5 signs you’re not cut out to be a boss

So, you got what you wanted. You rose up through the ranks and achieved that lofty management position. More money, more prestige, more headaches.

But are you really cut out for the job? For the most part, your gut will tell you. In case you’re getting mixed messages from within yourself, here are some signs that maybe you’re not quite boss material.

1. You glean approval from your subordinates. If you find yourself monitoring and analyzing your employees’ reactions to everything you say and do, you probably have little faith in the validity of your decisions and the authenticity of your authority. Your employees should be fishing for “Likes” from you, not the other way around.

2. You make decisions based on employees’ personal lives. Joe’s got a lot of kids and drives a junky car. He could sure use a raise. Joyce doesn’t really need the job; her husband’s a heart surgeon. She could absorb the layoff. Hey boss, whatever happened to job performance, special skills, attitude?

3. You are wagged around by workplace politics. When you feel yourself caving to the main clique, and the movers and shakers of that group make you feel second-rate, you’re in trouble. This is an indication you not only lack leadership skills, but you’re dutifully subservient. Perhaps you belong in the clique, not necessarily as its leader.

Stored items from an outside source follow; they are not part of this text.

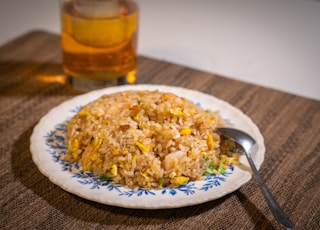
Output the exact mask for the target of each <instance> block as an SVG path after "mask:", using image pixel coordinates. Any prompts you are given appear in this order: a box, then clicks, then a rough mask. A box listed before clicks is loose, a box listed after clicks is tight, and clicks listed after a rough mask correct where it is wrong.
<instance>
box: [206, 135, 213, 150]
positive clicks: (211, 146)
mask: <svg viewBox="0 0 320 230" xmlns="http://www.w3.org/2000/svg"><path fill="white" fill-rule="evenodd" d="M207 142H208V147H209V149H210V150H214V140H213V138H212V135H211V134H210V133H209V134H208V139H207Z"/></svg>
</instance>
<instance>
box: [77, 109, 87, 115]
mask: <svg viewBox="0 0 320 230" xmlns="http://www.w3.org/2000/svg"><path fill="white" fill-rule="evenodd" d="M88 114H90V110H89V109H83V110H81V111H79V113H78V115H79V116H86V115H88Z"/></svg>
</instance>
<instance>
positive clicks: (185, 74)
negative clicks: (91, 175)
mask: <svg viewBox="0 0 320 230" xmlns="http://www.w3.org/2000/svg"><path fill="white" fill-rule="evenodd" d="M138 83H147V84H166V85H171V86H180V87H185V88H190V89H195V90H198V91H201V92H204V93H207V94H211V95H213V96H215V97H218V98H220V99H222V100H225V101H227V102H229V103H230V104H232V105H233V106H235V107H237V108H239V109H241V110H242V111H243V112H244V113H245V114H247V115H248V116H250V117H251V118H252V120H253V121H254V122H255V123H256V124H257V125H258V127H259V128H260V130H261V133H262V134H263V136H264V138H265V145H266V149H267V151H266V155H265V161H264V162H263V164H262V167H261V169H260V173H261V175H262V177H263V178H264V179H265V182H266V184H267V186H268V187H269V188H270V190H271V191H272V193H273V194H274V196H275V197H276V199H277V200H278V202H279V203H280V205H281V207H283V209H284V210H285V212H286V213H287V214H288V216H289V217H290V218H291V219H292V221H293V222H294V223H295V226H296V229H320V208H319V207H320V180H319V179H320V102H319V101H316V100H311V99H308V98H303V97H300V96H296V95H292V94H288V93H284V92H280V91H276V90H273V89H268V88H264V87H260V86H257V85H252V84H248V83H245V82H240V81H236V80H232V79H230V78H227V77H222V76H217V75H214V74H210V73H206V72H201V71H198V70H194V69H190V68H187V67H184V66H181V65H176V64H172V63H168V62H165V61H160V60H155V59H151V58H146V57H139V66H138ZM77 94H78V93H77V92H76V91H74V90H73V89H72V88H71V87H70V86H68V85H67V84H65V77H64V75H63V71H62V67H61V54H60V39H59V36H58V35H55V34H50V33H46V32H42V31H33V32H30V33H28V34H26V35H24V36H21V37H19V38H17V39H15V40H13V41H10V42H8V43H7V44H6V45H4V46H2V47H1V48H0V133H1V142H0V178H1V180H0V182H1V184H0V185H1V186H0V191H1V198H0V229H109V228H110V229H117V228H118V229H184V230H185V229H281V228H280V227H279V226H278V225H277V222H276V221H275V219H274V217H273V216H272V214H271V212H270V210H269V208H268V207H267V204H266V202H265V201H264V199H263V196H262V194H261V192H260V190H259V189H258V185H257V183H256V181H255V180H254V179H251V180H250V181H249V182H248V183H247V184H245V185H243V186H242V187H241V188H240V189H239V190H237V191H235V192H233V193H231V194H229V195H226V196H224V197H223V198H220V199H218V200H213V201H210V202H207V203H204V204H200V205H195V206H192V207H184V208H178V209H168V210H134V209H126V208H119V207H112V206H107V205H103V204H99V203H95V202H93V201H88V200H85V199H82V198H80V197H78V196H75V195H72V194H70V193H68V192H66V191H64V190H62V189H61V188H60V187H58V186H56V185H55V184H53V183H51V182H50V181H49V180H48V179H47V178H46V177H45V176H43V175H42V174H41V173H40V172H39V170H38V168H37V167H36V165H35V164H34V163H33V161H32V158H31V154H30V150H29V145H30V140H29V139H30V135H31V133H32V130H33V128H34V126H35V125H36V124H37V122H38V121H39V119H40V118H41V117H42V116H44V115H45V114H46V113H47V112H48V111H49V110H50V109H51V108H53V107H55V106H57V105H58V104H60V103H61V102H63V101H65V100H68V99H70V98H72V97H74V96H75V95H77Z"/></svg>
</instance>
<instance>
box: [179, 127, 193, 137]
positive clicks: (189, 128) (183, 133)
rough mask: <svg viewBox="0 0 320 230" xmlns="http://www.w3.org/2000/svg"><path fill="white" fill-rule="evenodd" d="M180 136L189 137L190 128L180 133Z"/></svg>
mask: <svg viewBox="0 0 320 230" xmlns="http://www.w3.org/2000/svg"><path fill="white" fill-rule="evenodd" d="M180 134H181V135H186V136H189V135H190V134H191V129H190V128H183V129H182V130H181V131H180Z"/></svg>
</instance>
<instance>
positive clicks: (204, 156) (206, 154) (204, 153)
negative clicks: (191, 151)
mask: <svg viewBox="0 0 320 230" xmlns="http://www.w3.org/2000/svg"><path fill="white" fill-rule="evenodd" d="M201 155H202V156H204V157H207V156H209V153H207V152H201Z"/></svg>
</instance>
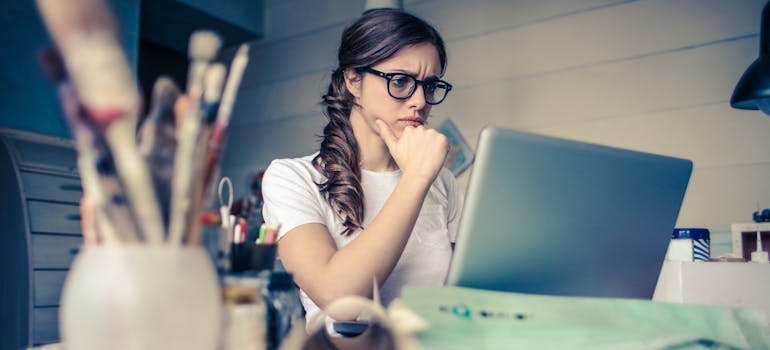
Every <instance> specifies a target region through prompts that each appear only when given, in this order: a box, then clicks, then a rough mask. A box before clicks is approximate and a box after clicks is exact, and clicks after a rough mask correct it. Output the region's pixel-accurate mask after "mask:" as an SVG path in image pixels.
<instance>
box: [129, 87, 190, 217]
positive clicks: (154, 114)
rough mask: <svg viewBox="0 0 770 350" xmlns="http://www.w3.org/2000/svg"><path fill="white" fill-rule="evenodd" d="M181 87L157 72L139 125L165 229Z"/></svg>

4. Conflict makes you queasy. Remember, you took the job for the prestige and the raise. Don’t forget the headaches, too. Your job is to manage people, and people squabble, lie, back-stab, brown-nose, loaf, cut corners, whine, bicker, underperform and start trouble. These are things you must correct. If you find you are uncomfortable approaching employees on these issues, someone above you will not have any problem approaching you.

5. You lose a lot of sleep over a firing. This is the toughest part of being a boss. You’ve got to pull an employee into your office and cut the cord. Even if it’s Joe with the junky car. No doubt you’ll lose sleep the night before the firing, and the night after you sent him packing. And maybe the next night, too. But if you’d rather get a tooth pulled with no anesthetic shot than fire another worker, then maybe it’s time to slip back into the rank and file.